Taş olur

BİR şarkısın sen, ömür boyu sürecek... Galatasaray takımına rahmetli Metin Oktay’dan sonra gelen en istikrarlı oyuncu; kuşkusuz Hakan Şükür.

Bugüne kadar hakkında binlerce şey yazıldı çizildi. Ama o her zaman dimdik ayakta kaldı. Şartlar ne olursa olsun, oynadığı her maçta takımı için elinden gelen her şeyi yaptı. Hakan Şükür, bu alemde kaldığı müddetçe kraldır. Bana göre, Hakan Şükür hakkında konuşanlar taş olur. Geldi, gidecek, onun gibi bir santrforu bir daha zor göreceğiz.

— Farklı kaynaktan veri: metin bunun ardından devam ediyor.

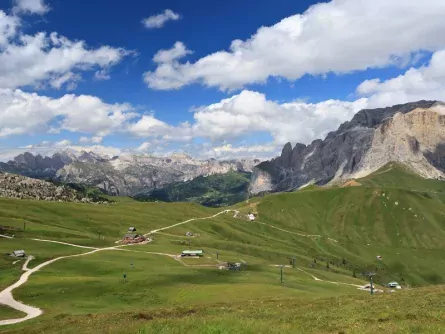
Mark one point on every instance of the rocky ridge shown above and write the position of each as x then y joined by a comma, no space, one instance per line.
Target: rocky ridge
412,134
22,187
128,174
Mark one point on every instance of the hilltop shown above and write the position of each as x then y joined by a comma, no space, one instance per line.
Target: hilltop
21,187
392,223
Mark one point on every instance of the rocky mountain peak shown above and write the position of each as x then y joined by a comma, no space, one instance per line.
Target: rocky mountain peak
411,133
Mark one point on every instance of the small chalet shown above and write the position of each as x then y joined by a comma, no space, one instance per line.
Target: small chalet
192,253
19,253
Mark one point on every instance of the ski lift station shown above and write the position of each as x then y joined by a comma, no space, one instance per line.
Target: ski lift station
192,253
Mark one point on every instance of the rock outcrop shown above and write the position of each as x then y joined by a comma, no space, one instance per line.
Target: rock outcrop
22,187
127,174
412,133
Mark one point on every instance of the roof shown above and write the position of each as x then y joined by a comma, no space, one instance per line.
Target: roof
192,252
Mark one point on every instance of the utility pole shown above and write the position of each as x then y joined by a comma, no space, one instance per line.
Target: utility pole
371,283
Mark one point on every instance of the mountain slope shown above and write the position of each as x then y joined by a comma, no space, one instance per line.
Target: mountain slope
22,187
344,229
412,133
128,174
214,190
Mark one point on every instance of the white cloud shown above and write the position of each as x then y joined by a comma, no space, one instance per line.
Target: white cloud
424,83
250,112
30,7
150,127
69,79
158,21
340,36
167,56
48,59
8,27
102,75
26,113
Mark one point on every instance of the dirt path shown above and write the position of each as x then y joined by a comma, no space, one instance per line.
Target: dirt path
6,297
300,234
25,265
65,243
187,221
321,280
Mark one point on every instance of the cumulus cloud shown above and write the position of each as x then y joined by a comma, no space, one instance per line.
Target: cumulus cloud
424,83
48,59
8,27
338,36
158,21
176,52
102,75
250,112
30,7
145,146
94,140
25,113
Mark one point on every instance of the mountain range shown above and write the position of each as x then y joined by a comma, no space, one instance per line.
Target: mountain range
128,174
412,134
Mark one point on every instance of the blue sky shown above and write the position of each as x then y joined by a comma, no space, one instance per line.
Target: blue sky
217,78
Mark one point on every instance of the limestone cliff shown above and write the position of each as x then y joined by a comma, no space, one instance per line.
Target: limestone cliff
412,133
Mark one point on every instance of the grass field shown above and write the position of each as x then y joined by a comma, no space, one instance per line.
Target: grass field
334,234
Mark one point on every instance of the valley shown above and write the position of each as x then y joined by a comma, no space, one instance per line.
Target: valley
334,234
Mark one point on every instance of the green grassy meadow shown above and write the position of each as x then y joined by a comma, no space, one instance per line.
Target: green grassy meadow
333,233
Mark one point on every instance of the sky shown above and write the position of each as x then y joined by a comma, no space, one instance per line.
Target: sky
220,79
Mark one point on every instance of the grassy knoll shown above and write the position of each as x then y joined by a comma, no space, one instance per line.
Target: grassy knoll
81,223
412,311
9,313
332,233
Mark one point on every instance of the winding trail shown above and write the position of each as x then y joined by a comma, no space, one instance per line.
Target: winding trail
6,297
185,222
65,243
300,234
321,280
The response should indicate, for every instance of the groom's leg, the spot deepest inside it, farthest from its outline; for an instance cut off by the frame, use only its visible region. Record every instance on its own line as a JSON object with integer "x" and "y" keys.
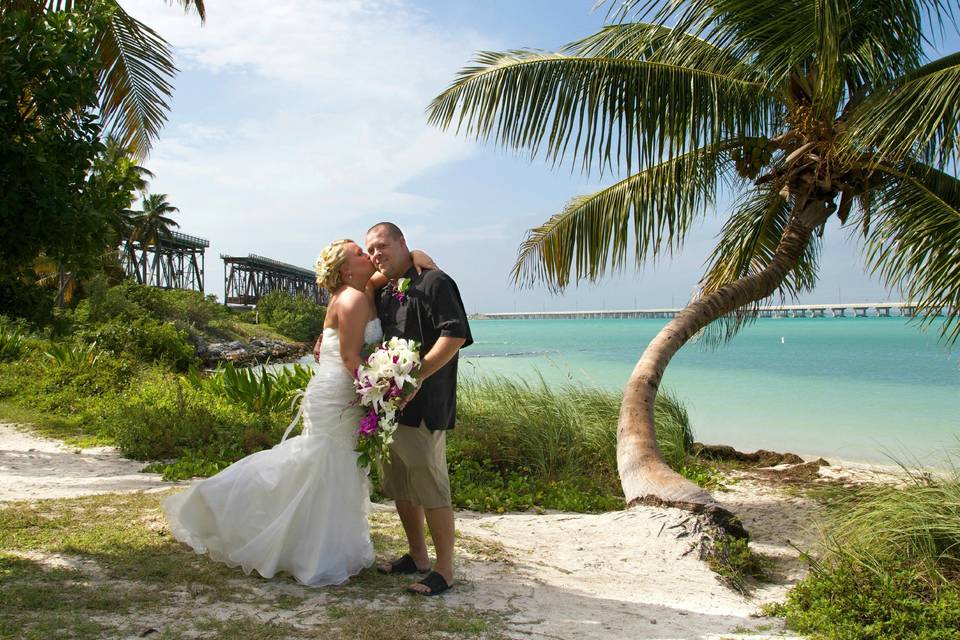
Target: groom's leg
{"x": 442, "y": 531}
{"x": 411, "y": 516}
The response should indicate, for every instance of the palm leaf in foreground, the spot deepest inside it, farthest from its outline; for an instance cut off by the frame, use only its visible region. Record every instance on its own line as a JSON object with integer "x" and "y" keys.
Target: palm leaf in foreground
{"x": 913, "y": 242}
{"x": 747, "y": 244}
{"x": 655, "y": 207}
{"x": 599, "y": 110}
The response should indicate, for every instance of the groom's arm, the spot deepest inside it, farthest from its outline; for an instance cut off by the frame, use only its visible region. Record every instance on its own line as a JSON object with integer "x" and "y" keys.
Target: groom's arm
{"x": 440, "y": 354}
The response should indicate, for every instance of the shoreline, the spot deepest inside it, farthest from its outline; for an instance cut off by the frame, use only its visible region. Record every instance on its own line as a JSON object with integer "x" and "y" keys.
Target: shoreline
{"x": 624, "y": 573}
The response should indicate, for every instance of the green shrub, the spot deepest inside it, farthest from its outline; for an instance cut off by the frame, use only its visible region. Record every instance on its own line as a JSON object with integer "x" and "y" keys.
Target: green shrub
{"x": 293, "y": 316}
{"x": 75, "y": 358}
{"x": 259, "y": 391}
{"x": 890, "y": 566}
{"x": 555, "y": 432}
{"x": 734, "y": 562}
{"x": 144, "y": 339}
{"x": 163, "y": 418}
{"x": 11, "y": 343}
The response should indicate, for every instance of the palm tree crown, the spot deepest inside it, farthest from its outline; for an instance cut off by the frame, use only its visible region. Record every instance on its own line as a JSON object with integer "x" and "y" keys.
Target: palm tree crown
{"x": 136, "y": 69}
{"x": 153, "y": 224}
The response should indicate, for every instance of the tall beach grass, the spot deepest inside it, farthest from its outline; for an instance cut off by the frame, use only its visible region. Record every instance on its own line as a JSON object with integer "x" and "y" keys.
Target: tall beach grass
{"x": 890, "y": 565}
{"x": 544, "y": 438}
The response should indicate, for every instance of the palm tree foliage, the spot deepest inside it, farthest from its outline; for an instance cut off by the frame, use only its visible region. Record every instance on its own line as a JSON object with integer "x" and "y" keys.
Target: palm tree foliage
{"x": 153, "y": 223}
{"x": 785, "y": 102}
{"x": 136, "y": 68}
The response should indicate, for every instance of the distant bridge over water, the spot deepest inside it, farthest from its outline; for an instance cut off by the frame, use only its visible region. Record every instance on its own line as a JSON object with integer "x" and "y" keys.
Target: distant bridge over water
{"x": 833, "y": 309}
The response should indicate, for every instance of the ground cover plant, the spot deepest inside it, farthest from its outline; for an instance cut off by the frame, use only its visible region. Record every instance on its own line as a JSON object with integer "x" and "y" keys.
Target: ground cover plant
{"x": 890, "y": 566}
{"x": 106, "y": 566}
{"x": 522, "y": 444}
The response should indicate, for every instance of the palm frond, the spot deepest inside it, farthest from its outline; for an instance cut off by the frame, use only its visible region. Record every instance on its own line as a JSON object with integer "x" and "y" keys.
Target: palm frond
{"x": 137, "y": 71}
{"x": 599, "y": 109}
{"x": 747, "y": 245}
{"x": 914, "y": 243}
{"x": 194, "y": 5}
{"x": 655, "y": 207}
{"x": 857, "y": 42}
{"x": 917, "y": 116}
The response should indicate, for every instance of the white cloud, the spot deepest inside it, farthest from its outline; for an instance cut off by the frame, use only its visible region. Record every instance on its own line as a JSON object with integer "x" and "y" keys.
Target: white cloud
{"x": 299, "y": 121}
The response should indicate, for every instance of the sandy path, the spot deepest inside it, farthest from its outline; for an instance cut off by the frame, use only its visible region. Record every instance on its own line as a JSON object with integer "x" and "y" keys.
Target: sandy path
{"x": 32, "y": 468}
{"x": 628, "y": 574}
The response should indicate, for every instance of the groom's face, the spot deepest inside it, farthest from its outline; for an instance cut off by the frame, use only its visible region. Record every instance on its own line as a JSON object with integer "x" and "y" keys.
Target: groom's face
{"x": 388, "y": 252}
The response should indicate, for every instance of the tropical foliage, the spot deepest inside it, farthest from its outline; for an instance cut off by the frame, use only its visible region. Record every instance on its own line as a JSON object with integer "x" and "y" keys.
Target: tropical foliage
{"x": 152, "y": 223}
{"x": 890, "y": 568}
{"x": 805, "y": 111}
{"x": 258, "y": 391}
{"x": 135, "y": 66}
{"x": 294, "y": 316}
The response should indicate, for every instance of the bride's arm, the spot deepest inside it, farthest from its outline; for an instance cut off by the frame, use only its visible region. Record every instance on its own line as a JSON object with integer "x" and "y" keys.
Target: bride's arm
{"x": 354, "y": 311}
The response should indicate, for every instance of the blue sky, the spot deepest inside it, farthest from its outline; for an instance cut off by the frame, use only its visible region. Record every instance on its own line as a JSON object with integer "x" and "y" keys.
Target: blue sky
{"x": 297, "y": 122}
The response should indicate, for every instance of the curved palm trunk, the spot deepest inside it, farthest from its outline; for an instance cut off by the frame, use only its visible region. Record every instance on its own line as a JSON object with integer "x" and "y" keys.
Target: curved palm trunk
{"x": 644, "y": 474}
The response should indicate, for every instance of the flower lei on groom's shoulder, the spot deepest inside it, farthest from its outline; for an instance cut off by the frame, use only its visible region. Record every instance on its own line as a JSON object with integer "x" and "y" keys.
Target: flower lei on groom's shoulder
{"x": 399, "y": 288}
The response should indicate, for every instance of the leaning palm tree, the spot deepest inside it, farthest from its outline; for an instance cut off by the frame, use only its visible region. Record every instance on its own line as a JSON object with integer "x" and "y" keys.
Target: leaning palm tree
{"x": 136, "y": 69}
{"x": 805, "y": 109}
{"x": 153, "y": 224}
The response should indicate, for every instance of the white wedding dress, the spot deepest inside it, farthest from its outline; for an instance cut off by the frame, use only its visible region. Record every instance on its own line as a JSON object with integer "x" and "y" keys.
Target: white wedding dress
{"x": 300, "y": 507}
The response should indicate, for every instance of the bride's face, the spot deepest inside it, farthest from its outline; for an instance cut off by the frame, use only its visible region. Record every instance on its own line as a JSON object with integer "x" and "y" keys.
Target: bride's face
{"x": 357, "y": 266}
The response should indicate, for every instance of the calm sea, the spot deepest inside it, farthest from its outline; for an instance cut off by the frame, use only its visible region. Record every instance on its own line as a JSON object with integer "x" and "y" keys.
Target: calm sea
{"x": 851, "y": 388}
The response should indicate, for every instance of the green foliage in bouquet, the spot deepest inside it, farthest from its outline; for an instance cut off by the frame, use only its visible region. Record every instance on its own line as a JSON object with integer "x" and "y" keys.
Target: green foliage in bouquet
{"x": 519, "y": 445}
{"x": 891, "y": 566}
{"x": 293, "y": 316}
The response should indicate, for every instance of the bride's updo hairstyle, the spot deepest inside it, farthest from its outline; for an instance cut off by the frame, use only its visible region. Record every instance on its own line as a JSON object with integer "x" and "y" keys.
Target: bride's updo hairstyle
{"x": 329, "y": 262}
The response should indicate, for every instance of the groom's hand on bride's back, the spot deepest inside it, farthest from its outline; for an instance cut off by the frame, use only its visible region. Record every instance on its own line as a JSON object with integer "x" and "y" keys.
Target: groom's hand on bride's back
{"x": 406, "y": 400}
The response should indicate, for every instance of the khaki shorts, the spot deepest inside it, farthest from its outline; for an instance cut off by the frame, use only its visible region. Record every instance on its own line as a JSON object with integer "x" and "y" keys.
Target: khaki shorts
{"x": 417, "y": 469}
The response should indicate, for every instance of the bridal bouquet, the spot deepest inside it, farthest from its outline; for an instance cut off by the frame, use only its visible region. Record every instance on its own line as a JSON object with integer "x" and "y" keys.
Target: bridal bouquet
{"x": 383, "y": 380}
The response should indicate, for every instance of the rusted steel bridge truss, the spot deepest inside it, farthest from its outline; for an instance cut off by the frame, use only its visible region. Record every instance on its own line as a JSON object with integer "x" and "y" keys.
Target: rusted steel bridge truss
{"x": 247, "y": 278}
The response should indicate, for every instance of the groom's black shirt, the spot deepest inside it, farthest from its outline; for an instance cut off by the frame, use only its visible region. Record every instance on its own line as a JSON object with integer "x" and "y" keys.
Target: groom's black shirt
{"x": 433, "y": 308}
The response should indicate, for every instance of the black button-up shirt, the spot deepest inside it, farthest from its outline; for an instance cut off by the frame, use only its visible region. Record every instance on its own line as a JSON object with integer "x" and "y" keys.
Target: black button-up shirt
{"x": 433, "y": 308}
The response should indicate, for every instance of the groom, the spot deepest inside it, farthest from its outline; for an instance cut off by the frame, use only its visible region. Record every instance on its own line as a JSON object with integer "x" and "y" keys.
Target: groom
{"x": 430, "y": 311}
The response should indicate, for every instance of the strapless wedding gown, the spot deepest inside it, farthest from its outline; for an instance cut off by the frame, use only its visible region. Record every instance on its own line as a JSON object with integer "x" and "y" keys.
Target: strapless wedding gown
{"x": 300, "y": 507}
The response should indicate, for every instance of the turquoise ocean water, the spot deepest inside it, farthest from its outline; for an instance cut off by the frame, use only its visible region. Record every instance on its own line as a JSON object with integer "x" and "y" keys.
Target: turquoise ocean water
{"x": 851, "y": 388}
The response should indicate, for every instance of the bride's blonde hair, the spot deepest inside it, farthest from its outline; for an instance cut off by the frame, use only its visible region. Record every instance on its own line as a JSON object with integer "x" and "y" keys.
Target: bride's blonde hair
{"x": 328, "y": 264}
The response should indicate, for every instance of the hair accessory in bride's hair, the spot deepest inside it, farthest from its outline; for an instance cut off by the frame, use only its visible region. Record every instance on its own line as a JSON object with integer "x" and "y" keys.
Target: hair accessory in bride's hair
{"x": 328, "y": 264}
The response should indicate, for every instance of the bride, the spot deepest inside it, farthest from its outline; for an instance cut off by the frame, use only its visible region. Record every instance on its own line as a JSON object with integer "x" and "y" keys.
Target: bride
{"x": 302, "y": 506}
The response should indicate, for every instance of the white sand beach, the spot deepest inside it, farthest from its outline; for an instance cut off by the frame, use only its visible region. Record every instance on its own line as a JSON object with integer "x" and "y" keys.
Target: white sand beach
{"x": 626, "y": 574}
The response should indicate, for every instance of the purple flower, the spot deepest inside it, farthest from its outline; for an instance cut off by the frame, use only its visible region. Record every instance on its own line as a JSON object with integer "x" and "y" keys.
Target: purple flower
{"x": 369, "y": 424}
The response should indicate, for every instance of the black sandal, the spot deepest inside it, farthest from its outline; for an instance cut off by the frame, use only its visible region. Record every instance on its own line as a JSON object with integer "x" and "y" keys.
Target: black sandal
{"x": 404, "y": 565}
{"x": 435, "y": 582}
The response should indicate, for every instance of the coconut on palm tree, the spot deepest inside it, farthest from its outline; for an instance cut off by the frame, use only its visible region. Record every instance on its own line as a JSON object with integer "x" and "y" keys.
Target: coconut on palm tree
{"x": 806, "y": 109}
{"x": 136, "y": 68}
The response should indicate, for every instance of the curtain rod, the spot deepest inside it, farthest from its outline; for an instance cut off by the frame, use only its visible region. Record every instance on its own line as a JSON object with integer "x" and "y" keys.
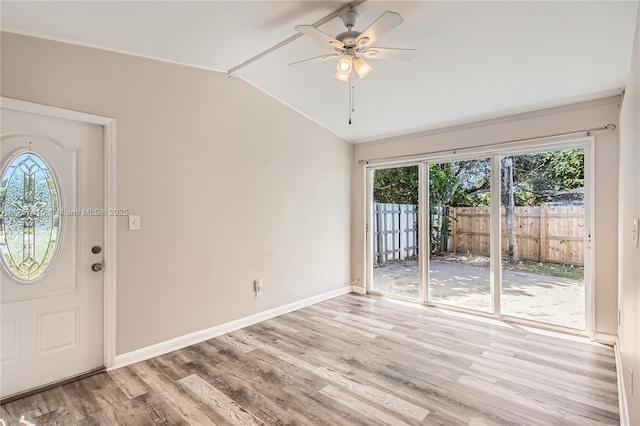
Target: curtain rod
{"x": 324, "y": 20}
{"x": 609, "y": 127}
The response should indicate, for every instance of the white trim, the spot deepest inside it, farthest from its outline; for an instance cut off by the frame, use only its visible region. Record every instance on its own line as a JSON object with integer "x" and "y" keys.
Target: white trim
{"x": 368, "y": 220}
{"x": 589, "y": 247}
{"x": 604, "y": 338}
{"x": 358, "y": 289}
{"x": 424, "y": 219}
{"x": 189, "y": 339}
{"x": 495, "y": 234}
{"x": 109, "y": 125}
{"x": 110, "y": 244}
{"x": 622, "y": 393}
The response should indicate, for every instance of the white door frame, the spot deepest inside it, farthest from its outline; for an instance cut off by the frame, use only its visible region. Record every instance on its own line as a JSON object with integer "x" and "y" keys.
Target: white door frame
{"x": 109, "y": 126}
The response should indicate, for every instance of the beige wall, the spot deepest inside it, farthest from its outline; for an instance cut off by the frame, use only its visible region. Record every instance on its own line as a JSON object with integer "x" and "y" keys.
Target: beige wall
{"x": 628, "y": 254}
{"x": 231, "y": 185}
{"x": 552, "y": 121}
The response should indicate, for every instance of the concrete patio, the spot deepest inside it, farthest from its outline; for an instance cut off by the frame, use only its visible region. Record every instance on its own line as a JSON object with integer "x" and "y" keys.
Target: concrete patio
{"x": 548, "y": 299}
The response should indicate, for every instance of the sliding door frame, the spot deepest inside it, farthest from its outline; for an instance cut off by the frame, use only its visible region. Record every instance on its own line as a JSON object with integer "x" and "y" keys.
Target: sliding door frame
{"x": 494, "y": 153}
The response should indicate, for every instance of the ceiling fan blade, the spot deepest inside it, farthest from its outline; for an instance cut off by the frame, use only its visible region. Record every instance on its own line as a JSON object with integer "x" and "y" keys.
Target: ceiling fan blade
{"x": 385, "y": 23}
{"x": 317, "y": 58}
{"x": 319, "y": 35}
{"x": 390, "y": 53}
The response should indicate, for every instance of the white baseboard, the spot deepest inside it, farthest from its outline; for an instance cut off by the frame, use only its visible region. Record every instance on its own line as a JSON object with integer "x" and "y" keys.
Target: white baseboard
{"x": 189, "y": 339}
{"x": 622, "y": 394}
{"x": 358, "y": 289}
{"x": 604, "y": 338}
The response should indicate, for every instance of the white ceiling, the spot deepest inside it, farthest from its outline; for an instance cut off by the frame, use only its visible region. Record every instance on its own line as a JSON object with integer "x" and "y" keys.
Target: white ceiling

Galatasaray dün, Tromso maçının ezikliğini üzerinden atmıştı. Bütün futbolcular kazanma arzusuyla, hırsla yanıp tutuşuyordu. Onlara bu hırsı aşılayan kişi de Gerets’ti.

Anlatmakla bitmiyor

Galatasaray’da, yazmaktan her zaman zevk aldığım bir futbolcu var, o da Saidou. Adam futbolunu öyle geliştirmiş ki, anlatmakla bitmez. Hem savaşıyor hem top çalıyor hem de oyunu kuruyor. O kadar geniş alanı büyük bir ustalıkla yönetiyor.

Hemen önünde oynayan Necati ise, ne etliye ne sütlüye karışıyor. Hücumda iken var, savunmada yok. Hakan Şükür ağabeyi kendi ceza sahasına gidip top çıkarıyor, Necati, ‘Bana şöyle uzun bir top atın da işi bitireyim’ diye felsefe yapıyor.

Hasan Şaş öyle böyle ama sık sık kanatlardan orta sahaya gelip oyunu sıkıştırıyor. Kovalıyor, yırtınıyor, takımına faydalı olmak istiyor. Galatasaray savunması dün hakikaten istikrarlıydı. Orhan Ak, Yattara’yı başarıyla marke etti... Belli ki, rakibini iyi incelemiş, hangi pozisyonda neler yapacağını ezberlemişti. Trabzonspor büyük bir çöküş içinde... Bu, kendini iyice belli etti. Özellikle defansı hep açık verdi. Hakan, Heinz, Ümit ve Necati de onların bu zaaflarını golle cezalandırdı.

Bundan sonra Galatasaray’ın yapması gereken, savaşıp hedefe gitmek. Ağlaması, zırlaması, ağrısı, sızısı yok, sadece lig var.